Propriétaires : comment maintenir en exploitation des terres sans être soumis au statut du fermage ?
Le statut du fermage, destiné à protéger le preneur exploitant d’un fonds rural, est d’ordre public, de sorte que, quelle que soit la convention conclue, elle est soumise au statut dans la mesure où il s’agit d’une mise à disposition de biens agricoles en vue de l’exploiter et à titre onéreux. Cette soumission au statut entraine pour le propriétaire des contraintes très significatives que certains voient comme une dépossession partielle de leur droit de propriété : bail de 9 ans, renouvellement automatique, congé difficile à mettre en œuvre pur un non exploitant, fixation du prix du fermage par l’autorité administrative, possibilité de céder le bail à un descendant, droit de préemption du preneur en place.
Pour autant certaines conventions sont dérogatoires et permettent, souvent pour une durée limitée, de ne pas y être soumis.
I. Les baux annuels :
Il s’agit de baux qui sont conclus en vue de l’installation d’un descendant nommément désigné.
Ces baux sont renouvelables automatiquement chaque année pendant une durée maximum de 6 ans, le preneur pouvant y mettre fin chaque année.
Si le bailleur ne respecte pas son obligation d’installer, il se crée, à l’expiration, un bail rural d’une durée de 9 ans.
II. Le commodat ou prêt à usage :
Il s’agit d’une mise à disposition de terres à titre gratuit.
Pour éviter d’être soumis au statut des fermages il est impératif que cette mise à disposition ne comporte aucune contrepartie onéreuse, qu’il s’agisse d’un paiement ou d’un avantage en nature.
Ainsi, l’occupant qui, en contrepartie de la jouissance du fonds livre une partie des récoltes pour le compte du propriétaire est fondé à se prétendre titulaire d’un bail rural.
En revanche le simple entretien des parcelles ne saurait être considéré comme la contrepartie onéreuse de leur mise à disposition.
De même la valorisation patrimoniale des terres par l’exploitant qui a perçu les droits à paiement unique concédés par le propriétaire et la conservation desdits droits n’est pas de nature à constituer la partie onéreuse de la mise à disposition de terre.
III. Mettre à disposition d’une société :
La mise à disposition d’une société par un propriétaire exploitant au sein de la société ne soumet pas celle-ci au statut du fermage.
Cependant, il faut veiller à mettre fin à la mise à disposition lorsque l’exploitant propriétaire cesse de bénéficier de ce statut d’associé exploitant.
A défaut la société est réputée bénéficier d’un bail.
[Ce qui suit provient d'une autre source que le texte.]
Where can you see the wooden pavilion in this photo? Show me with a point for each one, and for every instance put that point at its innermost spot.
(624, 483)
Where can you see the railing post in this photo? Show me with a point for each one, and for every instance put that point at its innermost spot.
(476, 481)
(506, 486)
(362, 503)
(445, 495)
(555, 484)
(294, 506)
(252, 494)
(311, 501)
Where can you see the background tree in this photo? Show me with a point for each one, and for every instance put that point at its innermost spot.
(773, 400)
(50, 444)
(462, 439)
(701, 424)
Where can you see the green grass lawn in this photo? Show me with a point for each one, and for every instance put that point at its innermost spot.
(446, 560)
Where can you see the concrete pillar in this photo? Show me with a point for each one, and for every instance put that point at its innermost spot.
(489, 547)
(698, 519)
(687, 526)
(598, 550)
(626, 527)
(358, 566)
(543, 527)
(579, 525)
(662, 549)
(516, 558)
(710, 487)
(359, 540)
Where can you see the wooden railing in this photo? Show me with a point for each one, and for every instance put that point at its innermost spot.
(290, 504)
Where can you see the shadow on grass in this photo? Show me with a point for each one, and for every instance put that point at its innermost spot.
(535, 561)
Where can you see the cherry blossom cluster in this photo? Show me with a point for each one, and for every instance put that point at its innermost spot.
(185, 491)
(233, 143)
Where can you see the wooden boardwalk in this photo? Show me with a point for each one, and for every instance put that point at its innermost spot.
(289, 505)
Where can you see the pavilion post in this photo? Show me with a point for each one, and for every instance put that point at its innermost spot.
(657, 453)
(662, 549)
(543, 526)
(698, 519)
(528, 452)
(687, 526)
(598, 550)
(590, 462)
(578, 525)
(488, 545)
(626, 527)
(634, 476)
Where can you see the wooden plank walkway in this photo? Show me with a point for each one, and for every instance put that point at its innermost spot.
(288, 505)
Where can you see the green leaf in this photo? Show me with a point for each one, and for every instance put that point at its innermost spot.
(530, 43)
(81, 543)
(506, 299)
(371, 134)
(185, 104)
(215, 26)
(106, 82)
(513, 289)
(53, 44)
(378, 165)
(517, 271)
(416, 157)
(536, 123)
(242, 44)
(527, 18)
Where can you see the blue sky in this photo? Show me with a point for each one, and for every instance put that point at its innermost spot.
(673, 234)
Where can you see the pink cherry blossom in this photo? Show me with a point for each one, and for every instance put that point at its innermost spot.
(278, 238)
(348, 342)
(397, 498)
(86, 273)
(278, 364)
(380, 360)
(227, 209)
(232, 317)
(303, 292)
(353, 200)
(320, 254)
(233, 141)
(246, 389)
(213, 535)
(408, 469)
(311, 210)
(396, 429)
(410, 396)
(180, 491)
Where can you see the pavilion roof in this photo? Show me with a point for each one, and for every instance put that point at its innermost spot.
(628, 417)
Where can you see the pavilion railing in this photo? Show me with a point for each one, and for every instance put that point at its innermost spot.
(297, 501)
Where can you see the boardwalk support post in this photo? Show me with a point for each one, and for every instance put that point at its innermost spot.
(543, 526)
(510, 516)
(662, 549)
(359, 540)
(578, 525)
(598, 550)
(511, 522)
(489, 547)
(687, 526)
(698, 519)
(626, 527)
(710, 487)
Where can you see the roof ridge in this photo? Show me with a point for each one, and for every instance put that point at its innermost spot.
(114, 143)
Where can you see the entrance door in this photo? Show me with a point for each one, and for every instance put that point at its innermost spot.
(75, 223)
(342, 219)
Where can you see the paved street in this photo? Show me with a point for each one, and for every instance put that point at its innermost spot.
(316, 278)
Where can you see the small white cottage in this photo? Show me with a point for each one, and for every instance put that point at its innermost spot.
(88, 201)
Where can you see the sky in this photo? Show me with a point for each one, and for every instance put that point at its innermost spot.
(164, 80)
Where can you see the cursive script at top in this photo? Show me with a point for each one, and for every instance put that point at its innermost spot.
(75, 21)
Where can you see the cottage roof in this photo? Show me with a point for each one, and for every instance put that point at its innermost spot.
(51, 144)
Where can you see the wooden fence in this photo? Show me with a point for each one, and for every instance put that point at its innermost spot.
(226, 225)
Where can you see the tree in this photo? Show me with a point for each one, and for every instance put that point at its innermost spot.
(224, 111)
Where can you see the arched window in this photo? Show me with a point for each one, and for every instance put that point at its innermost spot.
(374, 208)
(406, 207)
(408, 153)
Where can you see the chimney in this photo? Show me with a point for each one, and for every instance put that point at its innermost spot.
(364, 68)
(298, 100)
IV. L’usufruit d’un bien agricole :
Le propriétaire d’un bien agricole peut constituer un usufruit conventionnel qui permettra à l’usufruitier d’exploiter.
Par nature cette opération n’est pas soumise au statut du fermage ni aux règles en matière d’usufruit.
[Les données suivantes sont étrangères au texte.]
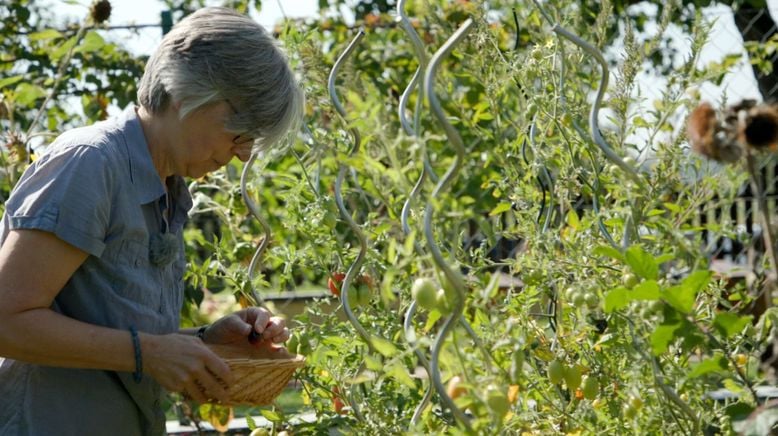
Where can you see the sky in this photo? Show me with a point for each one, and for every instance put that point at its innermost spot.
(724, 39)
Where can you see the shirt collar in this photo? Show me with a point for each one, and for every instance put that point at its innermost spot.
(142, 171)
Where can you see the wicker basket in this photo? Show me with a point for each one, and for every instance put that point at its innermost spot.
(258, 381)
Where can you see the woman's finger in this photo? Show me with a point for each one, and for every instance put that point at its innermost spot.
(281, 337)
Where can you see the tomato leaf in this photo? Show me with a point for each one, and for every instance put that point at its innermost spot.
(717, 363)
(642, 263)
(682, 296)
(663, 336)
(386, 348)
(608, 251)
(729, 324)
(271, 415)
(616, 299)
(500, 208)
(647, 291)
(399, 373)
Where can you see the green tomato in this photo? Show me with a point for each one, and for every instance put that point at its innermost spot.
(629, 411)
(353, 297)
(629, 280)
(591, 300)
(579, 299)
(570, 294)
(517, 366)
(442, 302)
(363, 295)
(591, 387)
(556, 372)
(497, 400)
(293, 343)
(572, 376)
(424, 291)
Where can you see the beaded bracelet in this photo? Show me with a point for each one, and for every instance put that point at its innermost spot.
(138, 374)
(201, 332)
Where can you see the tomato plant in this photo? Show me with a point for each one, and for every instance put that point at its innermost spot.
(615, 302)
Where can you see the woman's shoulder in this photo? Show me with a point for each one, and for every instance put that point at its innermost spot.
(104, 137)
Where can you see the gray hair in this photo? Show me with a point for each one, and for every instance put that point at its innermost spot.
(218, 55)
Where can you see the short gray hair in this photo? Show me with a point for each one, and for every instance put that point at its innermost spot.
(218, 55)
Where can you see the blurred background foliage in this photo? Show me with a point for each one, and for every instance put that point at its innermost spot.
(522, 206)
Toutefois, il faut veiller à ce que l’opération ne puisse être requalifiée en fraude dans la mesure où il serait établi que cet usufruit temporaire a été mis en place dans le seul but d’éviter l’application du statut du fermage et s’apparente dans ses modalités à un contrat de bail.
V. Contrat d’entreprise de culture :
C’est le contrat par lequel un entrepreneur de travaux agricoles s’oblige à exécuter certains travaux à une époque déterminée moyennant une rémunération
Ce contrat de lui permet pas de prétendre alors même qu’il a exploité les parcelles au statut du fermage.
Cependant il doit y être précisé très clairement la nature des travaux effectués, l’époque, leur durée, leur prix et spécifier que la conduite de l’exploitation est du ressort du seul propriétaire.
VI. Mandat de gestion d’un fonds agricole :
La gestion d’un fonds agricole peut être confiée à un mandataire salarié.
Ce statut exclut celui du fermage peut importe qu’il perçoive une rémunération en nature par la remise d’une partie de la récolte.
VII. Convention d’occupation précaire :
C’est une convention conclue avec l’intention de conférer sur les biens mis à disposition une jouissance provisoire, le propriétaire pouvant y mettre fin à tout moment.
Sa durée peut se prolonger pendant plusieurs années.
C’est possible d’utiliser une telle convention dérogatoire pour des biens successoraux dans l’attente que le tribunal tranche sur le partage.
Également, lorsqu’on accorde un délai de grâce au preneur alors que son bail est expiré ou résilié.
De même lorsque la destination des biens n’est pas principalement agricole où lorsque sa destination doit être changée (par exemple dans l’attente d’un programme d’urbanisation).
Il existe également quelques autres convention spécifiques et dérogatoires eu égard à la personnalité du propriétaire (collectivité, safer…).
Attention, pour que de telles conventions puissent être considérées dérogatoires au statut il faut veiller de façon extrêmement précise à leur rédaction.